Cristina Iovu

Personal information
- Nationality: Moldovan
- Born: 8 November 1992 (age 33) Chișinău
- Height: 1.55 m (5 ft 1 in)
- Weight: 53 kg (117 lb)

Sport
- Country: Moldova
- Sport: Weightlifting
- Event(s): –53 kg; 53 kg
- Coached by: Serghei Cretu

Achievements and titles
- National finals: Moldova, Romania

Medal record
Representing Romania
World Championships
| Disqualified | 2018 Ashgabat | –55 kg |
European Championships
| Gold medal – first place | 2016 Førde | –53 kg |
Representing Azerbaijan
World Championships
| Disqualified | 2013 Wrocław | –53 kg |
Summer Universiade
| Silver medal – second place | 2013 Kazan | –53 kg |
Representing Moldova
Olympic Games
| Disqualified | 2012 London | –53 kg |
European Championships
| Gold medal – first place | 2012 Antalya | –53 kg |

= Cristina Iovu =

Moldovan–born Azerbaijani-Romanian weightlifter

Cristina Iovu (born 8 November 1992) is a Moldovan–born Azerbaijani-Romanian weightlifter competing in the -53 kg division. She is banned by the International Weightlifting Federation (IWF) until 2026 for blood substitution.

==Career==
Iovu won gold at the 2012 European Weightlifting Championships.

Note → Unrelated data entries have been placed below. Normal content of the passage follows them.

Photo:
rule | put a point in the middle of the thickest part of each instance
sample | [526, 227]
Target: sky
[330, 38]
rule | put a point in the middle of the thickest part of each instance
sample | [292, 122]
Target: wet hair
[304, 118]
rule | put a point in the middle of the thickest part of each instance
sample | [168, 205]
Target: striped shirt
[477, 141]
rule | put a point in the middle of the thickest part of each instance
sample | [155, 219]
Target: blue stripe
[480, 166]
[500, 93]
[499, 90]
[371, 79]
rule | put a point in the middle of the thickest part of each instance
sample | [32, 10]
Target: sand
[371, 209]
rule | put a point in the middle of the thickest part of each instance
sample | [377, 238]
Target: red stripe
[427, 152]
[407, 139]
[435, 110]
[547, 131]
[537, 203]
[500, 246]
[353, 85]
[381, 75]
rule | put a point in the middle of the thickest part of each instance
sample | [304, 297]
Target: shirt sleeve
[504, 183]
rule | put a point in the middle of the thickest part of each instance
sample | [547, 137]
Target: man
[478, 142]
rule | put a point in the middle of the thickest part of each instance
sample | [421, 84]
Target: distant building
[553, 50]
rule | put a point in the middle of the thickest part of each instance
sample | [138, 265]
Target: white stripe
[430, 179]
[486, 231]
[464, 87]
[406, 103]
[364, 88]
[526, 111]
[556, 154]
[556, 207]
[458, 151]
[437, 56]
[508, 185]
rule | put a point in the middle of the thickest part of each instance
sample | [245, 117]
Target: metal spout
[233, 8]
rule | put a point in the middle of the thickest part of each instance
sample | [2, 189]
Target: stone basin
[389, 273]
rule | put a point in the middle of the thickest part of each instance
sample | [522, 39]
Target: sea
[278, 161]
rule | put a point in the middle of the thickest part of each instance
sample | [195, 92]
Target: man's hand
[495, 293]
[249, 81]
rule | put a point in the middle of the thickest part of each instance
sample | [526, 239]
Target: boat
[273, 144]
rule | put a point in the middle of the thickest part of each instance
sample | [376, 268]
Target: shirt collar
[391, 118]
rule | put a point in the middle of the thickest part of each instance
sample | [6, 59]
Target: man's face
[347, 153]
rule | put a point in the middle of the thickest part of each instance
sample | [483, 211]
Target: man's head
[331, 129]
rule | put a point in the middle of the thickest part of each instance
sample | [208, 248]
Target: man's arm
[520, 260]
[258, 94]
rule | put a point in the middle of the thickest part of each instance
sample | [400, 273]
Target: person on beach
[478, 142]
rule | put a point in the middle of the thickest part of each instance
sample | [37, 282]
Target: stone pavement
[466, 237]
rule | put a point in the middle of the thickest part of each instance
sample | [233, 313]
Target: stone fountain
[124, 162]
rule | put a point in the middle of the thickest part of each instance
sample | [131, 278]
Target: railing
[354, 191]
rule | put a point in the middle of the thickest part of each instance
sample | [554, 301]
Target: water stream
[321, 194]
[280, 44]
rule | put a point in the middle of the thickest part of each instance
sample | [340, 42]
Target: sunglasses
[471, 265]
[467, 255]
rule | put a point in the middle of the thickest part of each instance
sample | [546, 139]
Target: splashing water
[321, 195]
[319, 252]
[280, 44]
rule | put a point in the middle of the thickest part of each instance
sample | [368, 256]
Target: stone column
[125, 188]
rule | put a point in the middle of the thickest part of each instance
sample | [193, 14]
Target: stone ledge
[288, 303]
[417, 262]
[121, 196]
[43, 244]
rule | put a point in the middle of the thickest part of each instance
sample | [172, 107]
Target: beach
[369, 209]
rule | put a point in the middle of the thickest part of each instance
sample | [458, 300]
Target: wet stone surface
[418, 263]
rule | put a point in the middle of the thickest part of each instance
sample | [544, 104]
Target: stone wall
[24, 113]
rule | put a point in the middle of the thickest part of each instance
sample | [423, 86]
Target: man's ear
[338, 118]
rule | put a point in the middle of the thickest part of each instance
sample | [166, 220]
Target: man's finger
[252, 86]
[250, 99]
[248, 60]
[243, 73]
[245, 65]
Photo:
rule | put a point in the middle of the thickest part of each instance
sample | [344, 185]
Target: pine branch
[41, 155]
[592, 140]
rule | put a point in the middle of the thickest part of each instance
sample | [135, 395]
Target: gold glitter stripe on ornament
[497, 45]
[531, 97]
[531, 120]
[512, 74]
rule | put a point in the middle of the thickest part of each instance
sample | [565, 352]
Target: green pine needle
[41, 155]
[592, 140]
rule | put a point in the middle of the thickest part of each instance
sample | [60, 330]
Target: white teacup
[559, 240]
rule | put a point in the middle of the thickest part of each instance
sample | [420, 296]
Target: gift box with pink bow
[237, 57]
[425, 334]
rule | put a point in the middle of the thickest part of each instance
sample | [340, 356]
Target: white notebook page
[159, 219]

At the 2012 London Olympics, Iovu originally won the bronze medal in the 53 kg event.

Iovu was disqualified from the 2013 World Weightlifting Championships after testing positive for Oxandrolone and was banned from competing by the IWF for two years, from 19 June 2013 to 19 June 2015. The Azerbaijani team was forced to pay $500,000 to the International Weightlifting Federation as multiple tests were positive for prohibited substances from the world anti-doping agency list.

In the 2016 European Championships Iovu represented the third country in her career - Romania.

On 27 July 2016 the International Weightlifting Federation announced that Iovu failed her re-tested 2012 Olympics sample. She tested positive for Dehydrochlormethyltestosterone (S1.1 Anabolic agents). In November 2016, she was stripped of her 2012 Olympic medal. She is facing another suspension and did not take part in the 2016 Rio Olympics.

On 2 November 2018, on the 2018 World Weightlifting Championships she got in Snatch 94-97-n/a and in Clean & Jerk, 116-118-123 got the bronze medal.

On 15 December 2018 she was banned until 2026 by the International Weightlifting Federation for Blood substitution.